RUBIN SEES MIDEAST QUANDARY
Byline: Rosemary Feitelberg
NEW YORK — As a leader in the international activewear business, Stephen Rubin is looking at such spots as the Mideast as a potential for further development of the women’s business. But that route faces a tough challenge, he said.
Rubin, chairman and chief executive officer of the British-based Pentland Group, was interviewed here Tuesday evening at the Rainbow Room, where he received the 1997 International Entrepreneur Award presented by the American Committee for Shenkar College in Israel. About 260 people turned out for the black-tie dinner dance.
Rubin, who is also president of the World Federation of the Sporting Goods Industry, pointed out that officials of the International Olympic Committee have said that women in religious fundamentalist countries are not happy with the options for activewear.
“One interesting query we are going to have to face is, ‘Does the activewear business become more modest or does it remain as it is?” he said. “At the Olympic procession in Atlanta, there were few women in various delegations from such countries as Iran.”
Deciding ways to address the women’s activewear markets in Muslim countries as well as activewear for Jewish orthodox women will be key to developing business in such areas, Rubin said.
“Now we need to design clothing that is not offensive to anyone. Yet it gives women the freedom of movement they want and need,” he said.
Running apparel and swimwear are categories that need improvement, Rubin said. In certain sections of Iraq, for example, a woman would only wear Speedo swimwear in front of her husband or her female friends.
“In a lot of countries, if a woman wants to run fast she can’t — due to clothing rules. There must be a balance. we want to abide by what fundamentalists believe is OK,” he said. However, he asked, “From a human rights’ point of view, is it right to forbid women from wearing what they want?”
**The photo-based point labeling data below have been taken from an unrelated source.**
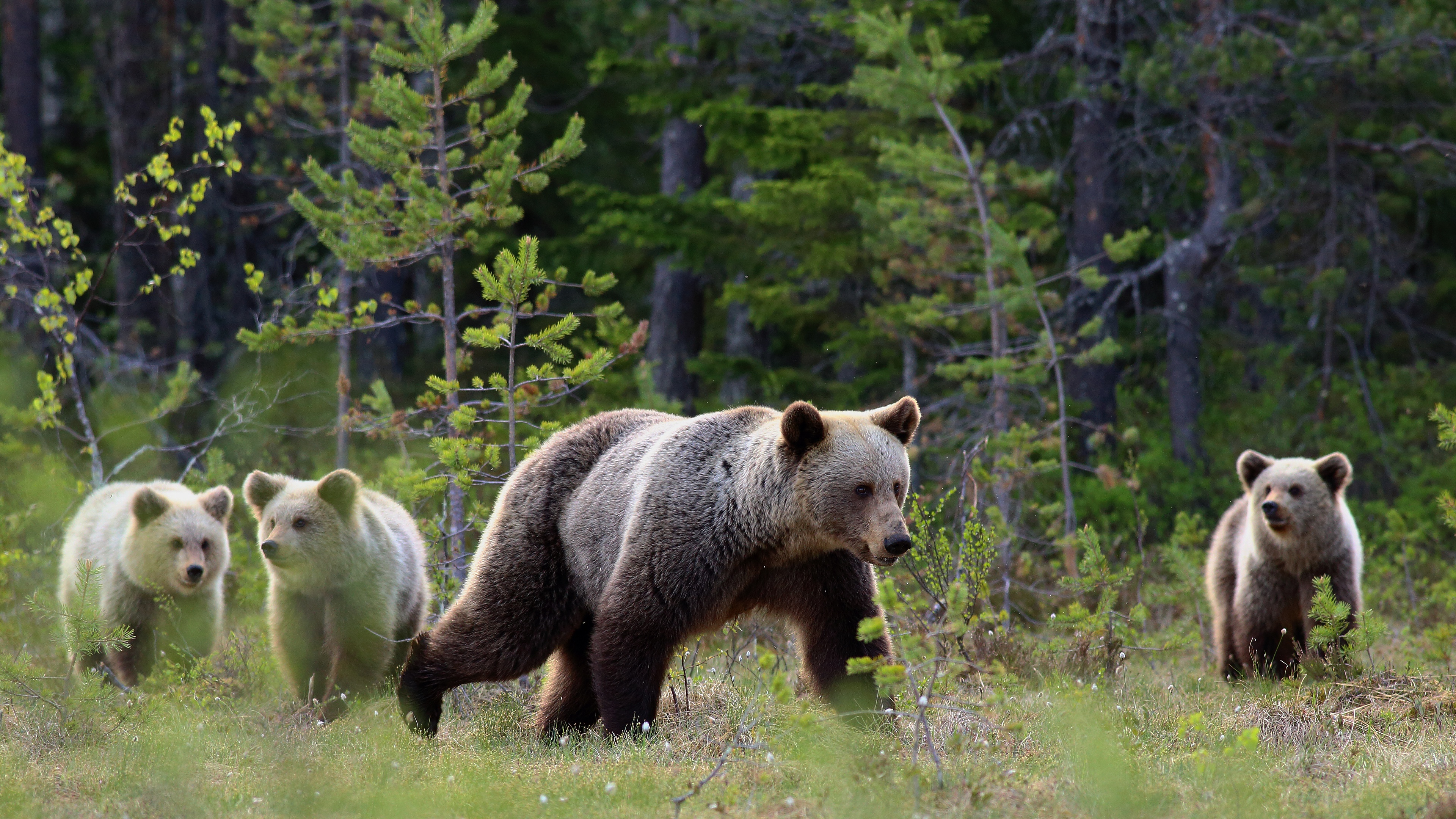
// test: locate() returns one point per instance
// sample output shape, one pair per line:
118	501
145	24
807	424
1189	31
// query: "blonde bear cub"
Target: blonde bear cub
161	553
347	581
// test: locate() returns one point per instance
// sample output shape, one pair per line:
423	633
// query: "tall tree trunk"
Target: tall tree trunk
22	81
678	293
126	38
1187	261
740	337
1094	213
341	433
1329	254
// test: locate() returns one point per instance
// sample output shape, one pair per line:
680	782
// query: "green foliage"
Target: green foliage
1447	435
1337	640
1101	627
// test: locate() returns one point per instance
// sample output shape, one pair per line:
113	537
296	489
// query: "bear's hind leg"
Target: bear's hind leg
506	623
567	698
628	665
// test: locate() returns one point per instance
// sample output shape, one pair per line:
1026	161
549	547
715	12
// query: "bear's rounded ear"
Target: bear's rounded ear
218	502
1334	470
338	489
147	505
801	426
1253	464
261	487
901	419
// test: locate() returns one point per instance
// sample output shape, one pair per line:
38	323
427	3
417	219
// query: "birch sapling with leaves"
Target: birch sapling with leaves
44	270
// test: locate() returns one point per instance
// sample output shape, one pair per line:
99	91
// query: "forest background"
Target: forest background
1107	245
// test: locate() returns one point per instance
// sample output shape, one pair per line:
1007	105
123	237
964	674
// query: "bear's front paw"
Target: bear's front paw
421	709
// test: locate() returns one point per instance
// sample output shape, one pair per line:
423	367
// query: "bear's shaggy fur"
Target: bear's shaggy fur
634	530
162	553
1291	527
347	581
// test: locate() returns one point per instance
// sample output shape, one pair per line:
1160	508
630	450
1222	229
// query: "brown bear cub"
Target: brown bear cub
1291	527
161	553
347	582
634	530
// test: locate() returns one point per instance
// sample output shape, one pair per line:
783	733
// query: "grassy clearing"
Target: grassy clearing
1156	738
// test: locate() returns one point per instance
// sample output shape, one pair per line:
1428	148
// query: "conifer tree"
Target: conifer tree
309	56
951	213
449	168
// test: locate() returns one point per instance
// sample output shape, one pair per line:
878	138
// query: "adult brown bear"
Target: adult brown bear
635	530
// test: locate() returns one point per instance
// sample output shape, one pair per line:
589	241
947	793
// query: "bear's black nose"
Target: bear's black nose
899	544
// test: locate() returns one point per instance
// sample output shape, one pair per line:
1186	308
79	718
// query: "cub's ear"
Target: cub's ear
901	419
801	426
1334	470
261	487
338	490
218	502
1253	464
147	505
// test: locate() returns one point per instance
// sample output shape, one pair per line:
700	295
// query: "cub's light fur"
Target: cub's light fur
635	530
1291	527
347	581
152	543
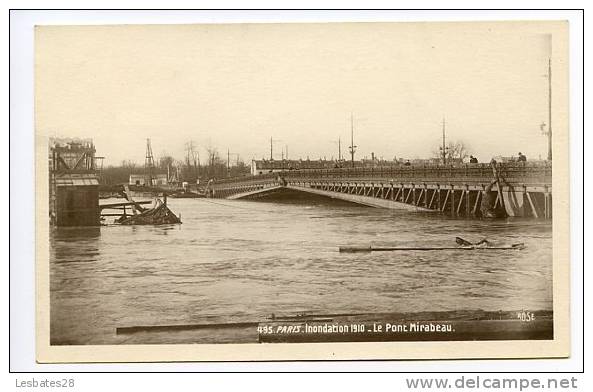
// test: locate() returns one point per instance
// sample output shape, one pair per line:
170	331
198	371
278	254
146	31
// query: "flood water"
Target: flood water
244	260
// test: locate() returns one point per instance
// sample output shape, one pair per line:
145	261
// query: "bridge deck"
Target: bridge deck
516	189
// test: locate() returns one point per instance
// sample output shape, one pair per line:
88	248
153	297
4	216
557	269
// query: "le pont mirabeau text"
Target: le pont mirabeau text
418	326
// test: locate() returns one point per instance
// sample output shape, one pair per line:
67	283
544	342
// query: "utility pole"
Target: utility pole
272	147
148	164
444	147
549	109
352	146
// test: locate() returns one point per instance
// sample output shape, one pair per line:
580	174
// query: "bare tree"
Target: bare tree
455	152
166	162
192	158
128	164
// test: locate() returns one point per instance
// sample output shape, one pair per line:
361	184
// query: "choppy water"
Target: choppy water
243	260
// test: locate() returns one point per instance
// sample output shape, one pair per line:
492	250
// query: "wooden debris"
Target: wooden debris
159	215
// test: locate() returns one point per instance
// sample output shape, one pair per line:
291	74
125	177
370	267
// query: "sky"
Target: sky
234	86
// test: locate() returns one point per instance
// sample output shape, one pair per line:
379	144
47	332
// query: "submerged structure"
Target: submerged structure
73	183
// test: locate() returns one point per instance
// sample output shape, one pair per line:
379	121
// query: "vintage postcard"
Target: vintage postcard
321	191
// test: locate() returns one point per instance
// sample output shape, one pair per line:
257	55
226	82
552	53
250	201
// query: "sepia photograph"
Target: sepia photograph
302	190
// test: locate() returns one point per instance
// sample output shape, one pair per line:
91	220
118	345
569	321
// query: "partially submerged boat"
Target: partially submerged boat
159	215
462	245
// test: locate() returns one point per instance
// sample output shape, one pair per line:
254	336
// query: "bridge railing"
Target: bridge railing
516	173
The Pentland Group’s brands include Speedo swimwear, Berghaus outdoor apparel, Pony and KangaRoos athletic footwear, Ellesse activewear and footwear, Reusch ski and soccer gloves and Lacoste footwear. The group’s purchase of Moda Prima, a San Diego maker of women’s activewear, in February is further evidence of the company’s multibrand philosophy, Rubin said.
The group’s labels are currently sold in 150 countries. For 1996, the company’s wholesale volume — excluding royalties for sales of licensed goods — was $1.5 billion, a 25 percent gain compared to 1995, Rubin said.
Rubin’s investment in Reebok International, which fueled Reebok’s growth has been one of the many high points in Rubin’s career, said John Idol, group president and chief operating officer of product licensing for Polo Ralph Lauren and Ralph Lauren Home collection, who presented Rubin with his award.
In 1981, Rubin invested $77,000 in Reebok and by 1991 that investment had increased to $770 million, Idol said.
In addition to Idol, Jerome A. Chazen, retired chairman of Liz Claiborne; Linda Wachner, chairman and ceo of The Warnaco Group and Authentic Fitness Corp., Speedo’s U.S. maker; Elie Tahari, and Arthur Levine, chairman and ceo of Sassco, were among the industry executives attending the event.
A fashion show featuring apparel designed by 15 students enrolled at Shenkar was one of the evening’s features.
“We want to try to educate our students to go global. Stephen certainly represents the benefits of that,” said Charlotte Fainblatt, executive director of the American Committee for Shenkar College.
The event raised about $500,000 for Shenkar’s capital campaign, said Fainblatt.